By Misa Oyama
“I wait for the day that television replicates my life. I feel like it will.” Ten years ago, comedian Amy Hill made this prediction in Anna Kang’s documentary NOT BLACK OR WHITE, which profiled three Asian American women working in the entertainment industry. Since then, Amy Hill as well as cartoonist Lela Lee and actress Ming-Na have continued to negotiate their roles in an industry which has not yet reached the full diversity of Amy Hill’s dream, although it may be getting closer.

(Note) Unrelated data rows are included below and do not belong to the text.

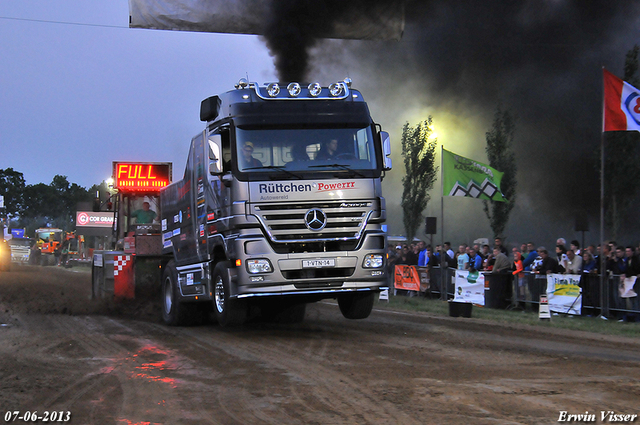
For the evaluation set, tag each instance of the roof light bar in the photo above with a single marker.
(294, 89)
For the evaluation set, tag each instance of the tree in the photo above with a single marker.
(12, 187)
(419, 163)
(502, 158)
(53, 204)
(622, 169)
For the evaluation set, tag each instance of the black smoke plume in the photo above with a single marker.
(294, 27)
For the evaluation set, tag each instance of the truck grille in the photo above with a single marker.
(287, 223)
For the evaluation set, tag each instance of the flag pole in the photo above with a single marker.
(603, 261)
(443, 273)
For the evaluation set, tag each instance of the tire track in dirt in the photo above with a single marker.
(323, 394)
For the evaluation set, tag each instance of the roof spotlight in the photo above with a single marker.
(242, 84)
(335, 89)
(273, 89)
(294, 89)
(315, 89)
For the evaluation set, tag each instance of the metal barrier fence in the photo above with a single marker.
(503, 290)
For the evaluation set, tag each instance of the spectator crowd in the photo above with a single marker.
(618, 260)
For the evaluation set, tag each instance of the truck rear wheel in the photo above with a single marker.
(174, 312)
(228, 311)
(356, 306)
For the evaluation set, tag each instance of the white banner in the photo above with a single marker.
(469, 287)
(564, 293)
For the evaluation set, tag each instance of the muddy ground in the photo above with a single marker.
(108, 363)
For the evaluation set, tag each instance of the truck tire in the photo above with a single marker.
(356, 306)
(174, 312)
(228, 311)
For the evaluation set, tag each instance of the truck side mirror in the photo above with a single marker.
(386, 149)
(215, 156)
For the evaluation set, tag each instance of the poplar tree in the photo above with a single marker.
(420, 173)
(502, 158)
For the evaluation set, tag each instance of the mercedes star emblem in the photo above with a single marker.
(315, 219)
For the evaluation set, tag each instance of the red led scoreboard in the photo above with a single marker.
(141, 176)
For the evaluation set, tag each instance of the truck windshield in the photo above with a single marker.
(297, 152)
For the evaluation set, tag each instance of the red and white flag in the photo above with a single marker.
(621, 104)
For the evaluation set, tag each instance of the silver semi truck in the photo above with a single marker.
(280, 205)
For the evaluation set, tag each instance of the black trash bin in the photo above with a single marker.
(497, 292)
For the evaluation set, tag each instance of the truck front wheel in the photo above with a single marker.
(228, 311)
(174, 312)
(356, 306)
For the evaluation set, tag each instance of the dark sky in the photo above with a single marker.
(540, 60)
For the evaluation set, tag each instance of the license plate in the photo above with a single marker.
(330, 262)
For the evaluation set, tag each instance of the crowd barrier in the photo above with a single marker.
(505, 291)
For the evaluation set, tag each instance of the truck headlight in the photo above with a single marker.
(258, 266)
(373, 261)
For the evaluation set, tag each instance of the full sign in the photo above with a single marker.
(141, 177)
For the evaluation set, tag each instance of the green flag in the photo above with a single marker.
(465, 177)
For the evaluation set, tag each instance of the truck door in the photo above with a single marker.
(217, 194)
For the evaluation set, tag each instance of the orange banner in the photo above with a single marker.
(411, 278)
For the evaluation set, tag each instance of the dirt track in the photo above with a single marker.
(116, 364)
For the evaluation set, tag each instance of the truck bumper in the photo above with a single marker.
(315, 274)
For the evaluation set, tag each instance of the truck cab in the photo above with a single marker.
(280, 204)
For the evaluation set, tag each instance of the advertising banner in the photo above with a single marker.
(564, 293)
(469, 287)
(94, 219)
(412, 278)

The concerns and issues raised by NOT BLACK OR WHITE have remained relevant today: the pigeonholing of female Asian roles, the burden of model representation, and the difficulty of maintaining an authentic artistic voice. As Lela Lee, the creator of Angry Little Asian Girl, put it, “I don’t want to be a role model, and I don’t want to be representative, and I don’t want to be a spokesperson. I just want to do my stuff.” This year Lee published her fifth book in the Angry Little Girls series; she is currently producing a weekly strip on her website angrylittlegirls.com. Similarly, Amy Hill and Ming-Na have appeared in film and television roles that are far removed from the exotic/erotic images they grew up with. Hill has played everything from psychics (Curb Your Enthusiasm, Six Feet Under) to doctors (General Hospital, Boston Legal), and most recently a character in the animated series The Goode Family. For her part, Ming-Na had already finished her five-year run as the first Asian American leading role on ER by the time Sandra Oh began appearing in Grey’s Anatomy. Since her starring role in Mulan, Ming-Na has branched out into the genres of comedy (Two and a Half Men), horror (Prom Night), and science fiction (Stargate Universe).